De nombreux voyages d’État et discussions entre officiels de haut rang se sont succédé depuis la fin septembre 2008 et intensifiés à partir de mars 2009. Présidents, ministres des Affaires étrangères et autres diplomates ont multiplié les échanges ces derniers mois. Même si la coordination des diplomaties russe et turque n’est pas explicite, le but de cette activité semble clair: exercer une forte pression sur Erevan et Bakou afin de leur faire accepter des solutions déterminées par Moscou et Ankara. Si un accord aboutissait, il représenterait un changement significatif de la situation géopolitique au Caucase.

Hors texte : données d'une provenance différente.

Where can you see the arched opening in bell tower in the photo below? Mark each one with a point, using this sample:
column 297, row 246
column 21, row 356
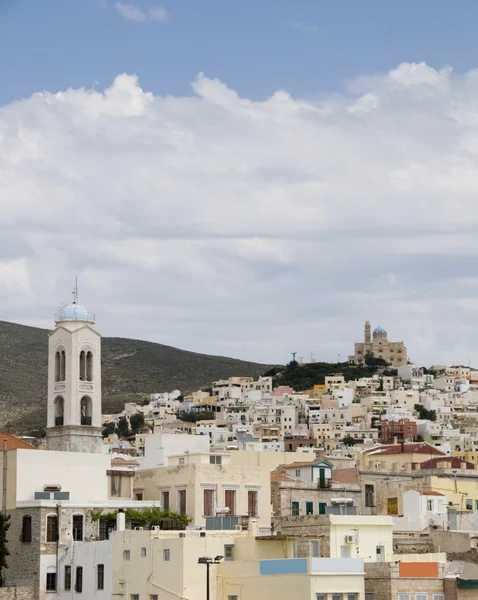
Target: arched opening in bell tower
column 59, row 411
column 86, row 410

Des affrontements violents à un conflit gelé

Qu’est-ce que le Haut-Karabagh ? D’une taille comparable à l'Alsace, il est situé dans le sud du Caucase, enclavé dans l’est du territoire azéri et tout proche de la frontière arménienne. Historiquement peuplé par une majorité d’Arméniens, le Haut-Karabagh a longtemps été l’objet de rivalités entre les différents pays environnants. Une accalmie survient lorsqu’en 1921, les Soviétiques conquièrent Arménie et Azerbaïdjan. Après deux ans de tergiversations politiques, le Haut-Karabagh, peuplé à 94 % d’Arméniens, devient en juillet 1923 un oblast (district) autonome de la République socialiste soviétique (RSS) d’Azerbaïdjan. Ce statut quelque peu problématique portait en lui les germes d’un conflit futur, provisoirement empêché par la chape de plomb soviétique.

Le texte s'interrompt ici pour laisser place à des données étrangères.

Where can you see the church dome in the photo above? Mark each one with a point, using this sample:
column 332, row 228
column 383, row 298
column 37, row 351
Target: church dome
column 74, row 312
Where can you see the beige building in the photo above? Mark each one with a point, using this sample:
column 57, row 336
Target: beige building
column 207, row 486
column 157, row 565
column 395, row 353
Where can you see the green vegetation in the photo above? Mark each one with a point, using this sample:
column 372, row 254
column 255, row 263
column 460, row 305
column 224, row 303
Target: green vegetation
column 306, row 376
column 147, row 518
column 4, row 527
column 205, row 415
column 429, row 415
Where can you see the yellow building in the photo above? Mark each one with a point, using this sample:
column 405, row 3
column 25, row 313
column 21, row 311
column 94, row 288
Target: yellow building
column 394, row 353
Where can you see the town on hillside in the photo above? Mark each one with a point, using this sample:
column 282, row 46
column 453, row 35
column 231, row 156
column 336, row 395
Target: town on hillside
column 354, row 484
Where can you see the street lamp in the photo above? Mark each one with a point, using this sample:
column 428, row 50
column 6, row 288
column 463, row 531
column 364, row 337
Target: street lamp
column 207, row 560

Le 20 février 1988, alors que l’URSS commence à se fissurer, le Soviet (Conseil) régional du Haut-Karabagh vote un acte de sa sécession de la RSS d’Azerbaïdjan et son rattachement à la RSS d’Arménie. Cette décision unilatérale se veut une dénonciation du statut de 1923 et de la politique « d’azérification » menée par Bakou. Le recensement de 1989 montre en effet que la part des Arméniens était tombée à 76,4 %, sur une population totale d’environ 200 000 habitants. S’ensuit une série d’affrontements interethniques que ni Moscou, ni Istanbul, ni la CSCE/OSCE ne parviennent à endiguer. En décembre 1991, 90 % des électeurs karabaghis se prononcent pour l’indépendance, ajoutant une légitimité démocratique au vote de 1988. Le conflit dégénère en 1993 quand les troupes arméniennes se saisissent de territoires azéris entourant la région du Haut-Karabagh, menaçant ainsi d’embrasement la région entière. Après six ans de violences, un cessez-le-feu est signé sous l’égide de la Russie en mai 1994.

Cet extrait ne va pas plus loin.